People have justified concerns about giving up their agency to a (semi-) autonomous systems and sharing the personal data required to make them work well — Data Privacy + Security. We have to respect the human need for autonomy — User Control + Customization — as well as creating mechanisms to control the level of system automation — Machine Teaching + User Feedback — users need a way to exercise consent and control over the system and their data based on their individual and contextual needs.
What have in mind — User Autonomy & Control
Set expectations and collaborate and engage with users
Communicate expectations to users immediately, so they know what your AI solution can and can’t do. Cooperate and collaborate with users to let them feel in charge of the decision-making so they want to explore your AI solution. This builds trust and creates a more successful user experience.
- User Feedback — How will we help our users provide feedback to the system?
- User Autonomy — How will the user be able to customize their experience?

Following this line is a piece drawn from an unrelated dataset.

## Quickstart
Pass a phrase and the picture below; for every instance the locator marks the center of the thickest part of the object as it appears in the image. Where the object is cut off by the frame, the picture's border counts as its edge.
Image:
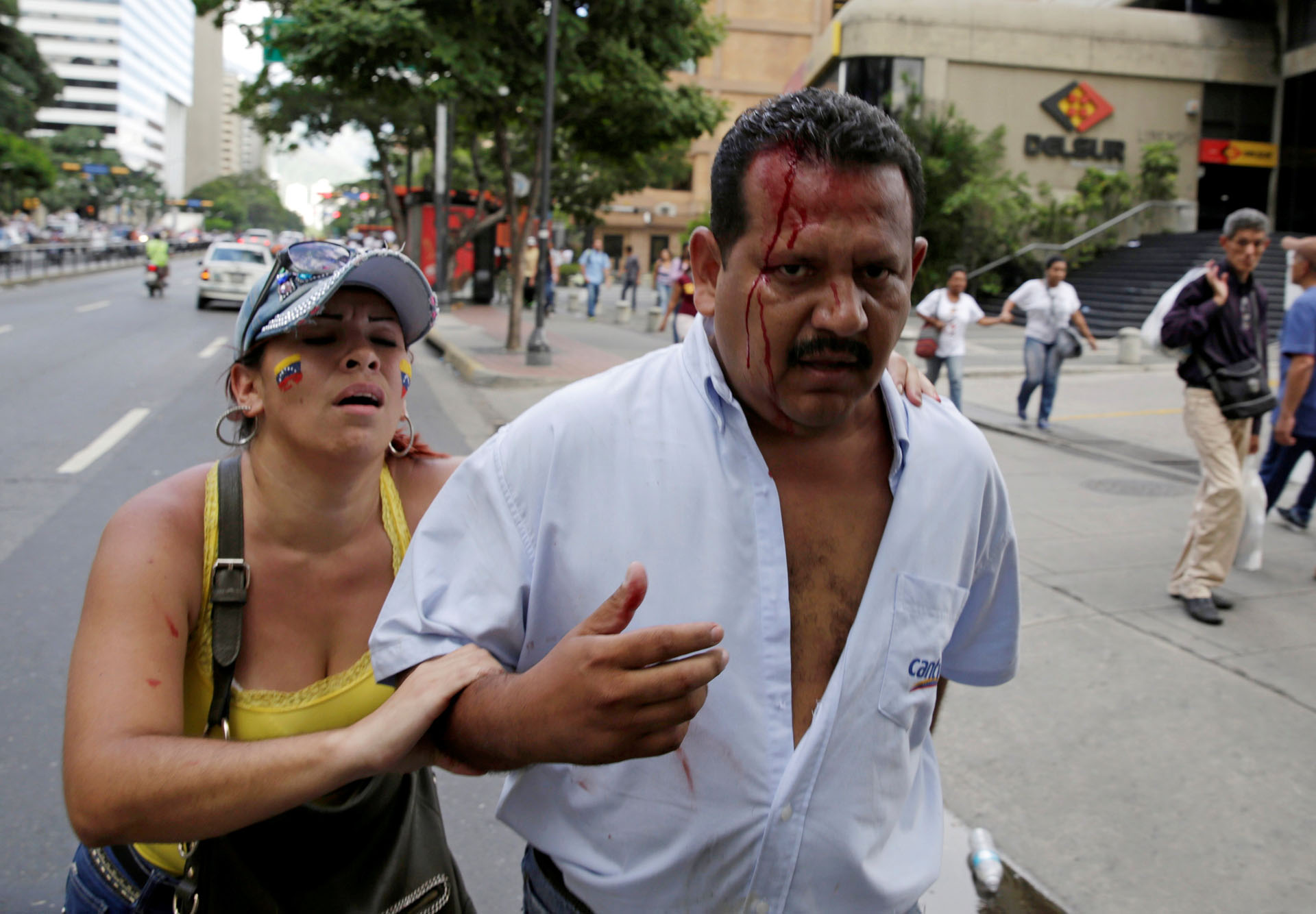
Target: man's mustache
(807, 349)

- Data Privacy — How will you collect, store, and handle user data and communicate that with them?
Capabilities
PROBLEM
Does even the problem need AI? The most important thing to consider is the problem being solved and then look at whether AI is uniquely positioned to solve it. Benchmark usefulness is based on the use case rather than the solution.
SOLUTION
Evaluate whether AI will improve or degrade the problem-solution fit. Instead of asking “Can we use AI to ______ ?”, ask “How might we solve ______?” and “Can AI uniquely solve this problem?”. Valuing the problem instead of the technology validates the appropriate exchange value — convenience, expectations, and relevance.
Why?
- Ethics
- Accountability
- Impact
- Fairness
- Inclusiveness
- Prevent harmful bias
Design for Value Alignment
Deploying AI systems across layers of society will affect
the lives of individuals and groups across the globe in different and sometimes unexpected ways.

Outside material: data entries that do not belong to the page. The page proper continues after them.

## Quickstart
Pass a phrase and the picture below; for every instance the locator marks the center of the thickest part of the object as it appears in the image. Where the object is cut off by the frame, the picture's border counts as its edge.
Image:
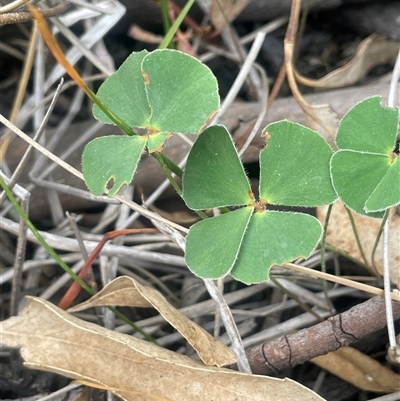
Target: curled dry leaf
(372, 51)
(125, 291)
(53, 340)
(340, 235)
(359, 369)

Operating at an unprecedented scale and complexity, we must be mindful of biases, risks, system dynamics, and consequences — Accountability — to make thoughtful trade-offs in our AI applications — Fairness + Inclusiveness. Striving for value alignment between man and machine (and those operating the machine!) by integrating — Ethics — at the core of your projects is required to shape this technology to help humanity.
What have in mind — Value Alignment
Explain the benefit, not the technology
Help users understand your product’s capabilities rather than what’s under the hood. But no matter how novel your use of AI, when explaining your AI-powered product to your users, focus primarily on conveying how it makes part of the experience better or delivers new values, versus explaining how the underlying technology works.
- Accountability — How will you turn needs into parameters?
- Fairness + Inclusiveness — How will you prevent bias and guard inclusivity?
- Ethics — Does the cost of errors or negative impacts outweigh the benefits that AI provides?
TAKEAWAYS
The mental models that users develop regarding AI systems can affect their understanding and perception of the value and quality of an AI system. To build user trust and transparency, it is essential to design for explainability, manage expectations, and graceful failure & accountability. Design mechanisms to give people control over the level of automation they are comfortable with to provide users autonomy and control. Finally, before implementing AI, it is necessary to ask if AI is necessary to solve the problem at hand.